Con escasas excepciones, los gobiernos del "Primer Mundo" trataron de solucionar el problema planteado por la necesidad de aumentar el producto bruto sin privar a nadie de subsidios o servicios sociales endeudándose, pero últimamente se han sentido obligados a procurar reducir sus gastos. Apuestan a que, a pesar de los programas de austeridad que se han anunciado, las fuerzas productivas se activen antes de que los muchos que, directa o indirectamente, dependen de la ayuda social reaccionen con tanta violencia que les sea necesario apaciguarlos, pero a juzgar por lo que está sucediendo en los países del sur de Europa es poco probable que logren mantenerlos a raya por mucho tiempo más.
El sistema capitalista tiene tantos enemigos en buena medida porque es tan dinámico, tan proclive a entregarse a la "destrucción creativa" de que hablaban el alemán Werner Sombart y el austríaco Joseph Schumpeter, que los muchos que temen verse perjudicados por los cambios incesantes que provoca se sienten sin más alternativa que la de procurar frenarlo. Asimismo, propende a hacerse más exigente por momentos. Hasta las décadas finales del siglo pasado, el sistema generaba una cantidad enorme de puestos de trabajo adecuadamente remunerados aptos para personas sin muchas calificaciones educativas, pero entonces tales empleos comenzaron a escasear. La tecnología eliminó algunos, otros se vieron en efecto exportados a países como China, descolocando a millones de europeos y norteamericanos.

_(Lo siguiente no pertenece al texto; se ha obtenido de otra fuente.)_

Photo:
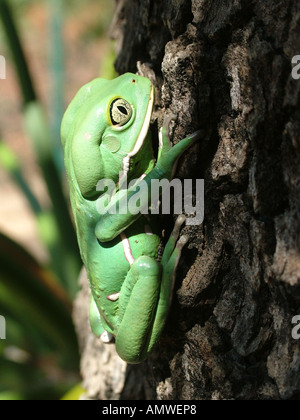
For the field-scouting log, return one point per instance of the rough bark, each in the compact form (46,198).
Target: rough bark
(225,66)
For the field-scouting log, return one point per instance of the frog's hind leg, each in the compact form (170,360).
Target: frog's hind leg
(170,260)
(98,325)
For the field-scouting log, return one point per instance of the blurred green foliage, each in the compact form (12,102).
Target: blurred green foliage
(39,358)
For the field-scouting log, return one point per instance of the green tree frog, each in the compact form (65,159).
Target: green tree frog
(105,135)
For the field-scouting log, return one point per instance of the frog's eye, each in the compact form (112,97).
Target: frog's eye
(120,111)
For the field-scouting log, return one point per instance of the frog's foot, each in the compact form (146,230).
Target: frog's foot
(174,244)
(164,136)
(107,338)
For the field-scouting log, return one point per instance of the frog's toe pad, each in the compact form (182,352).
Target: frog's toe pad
(106,337)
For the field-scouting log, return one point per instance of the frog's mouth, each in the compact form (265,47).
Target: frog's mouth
(139,142)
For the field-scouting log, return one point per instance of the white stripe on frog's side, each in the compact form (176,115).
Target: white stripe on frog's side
(127,248)
(148,230)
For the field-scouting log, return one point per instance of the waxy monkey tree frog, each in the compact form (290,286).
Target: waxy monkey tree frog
(105,135)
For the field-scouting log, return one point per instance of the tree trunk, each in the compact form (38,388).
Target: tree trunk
(224,66)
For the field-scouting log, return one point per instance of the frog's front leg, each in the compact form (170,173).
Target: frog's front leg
(145,299)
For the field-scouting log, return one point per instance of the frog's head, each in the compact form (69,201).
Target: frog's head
(105,132)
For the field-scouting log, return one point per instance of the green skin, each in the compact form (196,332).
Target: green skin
(103,138)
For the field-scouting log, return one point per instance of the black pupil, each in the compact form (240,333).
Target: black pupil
(123,110)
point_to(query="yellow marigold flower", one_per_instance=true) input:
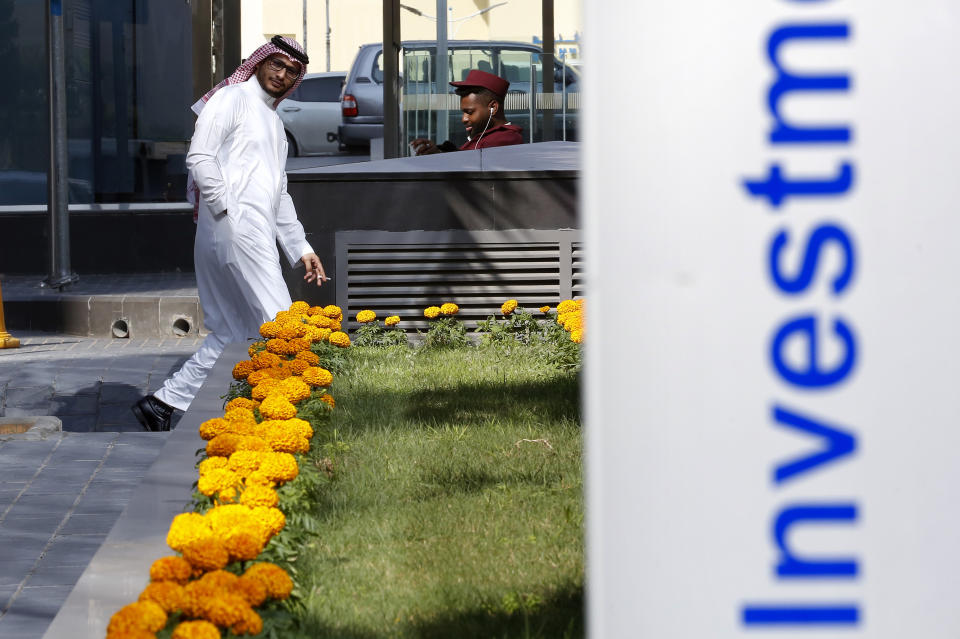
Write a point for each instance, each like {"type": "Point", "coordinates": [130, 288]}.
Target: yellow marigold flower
{"type": "Point", "coordinates": [279, 467]}
{"type": "Point", "coordinates": [320, 321]}
{"type": "Point", "coordinates": [340, 339]}
{"type": "Point", "coordinates": [243, 462]}
{"type": "Point", "coordinates": [217, 480]}
{"type": "Point", "coordinates": [316, 376]}
{"type": "Point", "coordinates": [213, 427]}
{"type": "Point", "coordinates": [269, 329]}
{"type": "Point", "coordinates": [167, 594]}
{"type": "Point", "coordinates": [250, 589]}
{"type": "Point", "coordinates": [301, 426]}
{"type": "Point", "coordinates": [265, 359]}
{"type": "Point", "coordinates": [244, 543]}
{"type": "Point", "coordinates": [241, 402]}
{"type": "Point", "coordinates": [223, 445]}
{"type": "Point", "coordinates": [242, 369]}
{"type": "Point", "coordinates": [333, 312]}
{"type": "Point", "coordinates": [277, 346]}
{"type": "Point", "coordinates": [250, 624]}
{"type": "Point", "coordinates": [277, 581]}
{"type": "Point", "coordinates": [198, 629]}
{"type": "Point", "coordinates": [276, 406]}
{"type": "Point", "coordinates": [172, 568]}
{"type": "Point", "coordinates": [187, 528]}
{"type": "Point", "coordinates": [142, 615]}
{"type": "Point", "coordinates": [240, 415]}
{"type": "Point", "coordinates": [206, 554]}
{"type": "Point", "coordinates": [297, 366]}
{"type": "Point", "coordinates": [567, 306]}
{"type": "Point", "coordinates": [261, 390]}
{"type": "Point", "coordinates": [309, 357]}
{"type": "Point", "coordinates": [259, 496]}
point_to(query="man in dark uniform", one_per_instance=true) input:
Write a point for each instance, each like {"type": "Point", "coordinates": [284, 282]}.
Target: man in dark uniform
{"type": "Point", "coordinates": [482, 96]}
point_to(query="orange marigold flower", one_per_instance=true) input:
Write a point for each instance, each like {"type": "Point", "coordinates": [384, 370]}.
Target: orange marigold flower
{"type": "Point", "coordinates": [172, 568]}
{"type": "Point", "coordinates": [245, 543]}
{"type": "Point", "coordinates": [242, 369]}
{"type": "Point", "coordinates": [265, 359]}
{"type": "Point", "coordinates": [279, 467]}
{"type": "Point", "coordinates": [250, 624]}
{"type": "Point", "coordinates": [276, 580]}
{"type": "Point", "coordinates": [167, 594]}
{"type": "Point", "coordinates": [254, 495]}
{"type": "Point", "coordinates": [297, 366]}
{"type": "Point", "coordinates": [187, 528]}
{"type": "Point", "coordinates": [261, 390]}
{"type": "Point", "coordinates": [309, 357]}
{"type": "Point", "coordinates": [206, 554]}
{"type": "Point", "coordinates": [198, 629]}
{"type": "Point", "coordinates": [316, 376]}
{"type": "Point", "coordinates": [277, 346]}
{"type": "Point", "coordinates": [213, 427]}
{"type": "Point", "coordinates": [217, 480]}
{"type": "Point", "coordinates": [567, 306]}
{"type": "Point", "coordinates": [142, 615]}
{"type": "Point", "coordinates": [243, 462]}
{"type": "Point", "coordinates": [251, 589]}
{"type": "Point", "coordinates": [220, 579]}
{"type": "Point", "coordinates": [276, 406]}
{"type": "Point", "coordinates": [333, 312]}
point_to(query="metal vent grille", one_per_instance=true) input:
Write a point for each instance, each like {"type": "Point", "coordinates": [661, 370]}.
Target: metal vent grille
{"type": "Point", "coordinates": [403, 273]}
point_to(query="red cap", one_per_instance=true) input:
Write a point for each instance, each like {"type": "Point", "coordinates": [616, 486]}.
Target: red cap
{"type": "Point", "coordinates": [477, 78]}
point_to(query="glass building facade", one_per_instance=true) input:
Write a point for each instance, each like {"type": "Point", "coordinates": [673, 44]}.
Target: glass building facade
{"type": "Point", "coordinates": [129, 77]}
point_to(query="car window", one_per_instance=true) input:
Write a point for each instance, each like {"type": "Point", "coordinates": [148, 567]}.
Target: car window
{"type": "Point", "coordinates": [318, 90]}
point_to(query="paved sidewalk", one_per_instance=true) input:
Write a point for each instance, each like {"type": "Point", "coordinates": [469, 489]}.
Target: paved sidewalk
{"type": "Point", "coordinates": [59, 497]}
{"type": "Point", "coordinates": [88, 382]}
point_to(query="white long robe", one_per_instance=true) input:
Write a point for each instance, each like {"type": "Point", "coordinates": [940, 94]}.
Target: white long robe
{"type": "Point", "coordinates": [237, 158]}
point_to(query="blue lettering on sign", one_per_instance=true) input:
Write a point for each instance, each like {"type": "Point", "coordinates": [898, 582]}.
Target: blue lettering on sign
{"type": "Point", "coordinates": [795, 282]}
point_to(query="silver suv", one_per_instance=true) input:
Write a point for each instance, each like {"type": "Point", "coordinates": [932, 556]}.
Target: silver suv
{"type": "Point", "coordinates": [362, 98]}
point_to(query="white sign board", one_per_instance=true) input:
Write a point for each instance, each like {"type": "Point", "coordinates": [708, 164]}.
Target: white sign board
{"type": "Point", "coordinates": [772, 208]}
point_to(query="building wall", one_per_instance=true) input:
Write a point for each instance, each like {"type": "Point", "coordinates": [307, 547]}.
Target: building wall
{"type": "Point", "coordinates": [357, 22]}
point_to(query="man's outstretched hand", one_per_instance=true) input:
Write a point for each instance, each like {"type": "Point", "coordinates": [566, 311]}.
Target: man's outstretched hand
{"type": "Point", "coordinates": [314, 269]}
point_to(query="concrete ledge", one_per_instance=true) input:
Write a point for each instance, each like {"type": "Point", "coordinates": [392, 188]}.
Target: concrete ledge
{"type": "Point", "coordinates": [121, 568]}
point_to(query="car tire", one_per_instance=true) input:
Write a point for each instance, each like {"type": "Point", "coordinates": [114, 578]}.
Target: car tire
{"type": "Point", "coordinates": [292, 150]}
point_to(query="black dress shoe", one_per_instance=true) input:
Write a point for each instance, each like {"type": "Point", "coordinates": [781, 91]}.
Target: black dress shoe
{"type": "Point", "coordinates": [153, 414]}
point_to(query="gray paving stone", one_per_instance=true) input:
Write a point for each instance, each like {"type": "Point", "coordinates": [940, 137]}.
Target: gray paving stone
{"type": "Point", "coordinates": [88, 525]}
{"type": "Point", "coordinates": [74, 405]}
{"type": "Point", "coordinates": [73, 549]}
{"type": "Point", "coordinates": [78, 423]}
{"type": "Point", "coordinates": [32, 611]}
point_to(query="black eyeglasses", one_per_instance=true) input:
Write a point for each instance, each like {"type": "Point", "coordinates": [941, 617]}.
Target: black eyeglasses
{"type": "Point", "coordinates": [275, 64]}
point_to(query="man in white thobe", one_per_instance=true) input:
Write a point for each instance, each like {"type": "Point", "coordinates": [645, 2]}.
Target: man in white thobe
{"type": "Point", "coordinates": [236, 160]}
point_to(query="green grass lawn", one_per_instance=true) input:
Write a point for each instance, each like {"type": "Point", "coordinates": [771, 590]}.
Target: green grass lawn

Para atenuar los problemas sociales y "humanos" así ocasionados, los gobiernos optaron por subsidiar a los desocupados crónicos, incorporando a algunos al sector público, y a poner en marcha programas destinados a permitirles aprender oficios que supuestamente les garantizarían una salida laboral. Por desgracia, en la mayoría de los casos los resultados han sido decepcionantes.
En Estados Unidos, se atribuye a la recesión que siguió a la debacle financiera de tres años atrás el aumento del índice de pobreza; según la oficina del Censo, el 15,1% –más de 46 millones de personas– es pobre conforme a las pautas norteamericanas que, desde luego, son mucho más generosas que las de países subdesarrollados. Si bien una canasta familiar básica cuesta menos aquí, la mayoría de los argentinos se encuentra por debajo de la línea de pobreza estadounidense, que se ubica en aproximadamente 8.000 pesos mensuales para una familia tipo de cuatro miembros.
Con todo, aunque no cabe duda de que la situación se ha visto agravada por el letargo económico de los últimos años, una eventual aceleración del crecimiento cambiaría poco. Tal y como están las cosas, parece inevitable que tanto en Estados Unidos como en el resto del planeta seguirá ampliándose la brecha que separa a quienes logran aprovechar las oportunidades brindadas por la evolución de la economía globalizada de quienes no están en condiciones de hacerlo. Para impedirlo sería necesario un grado de intervención política incompatible con la creación de riqueza suficiente como para conformar a la mayoría, pero así y todo los excluidos de la bonanza podrían preferir una sociedad estable, si bien cada vez más pobre, a una dinámica e imprevisible que no los necesita.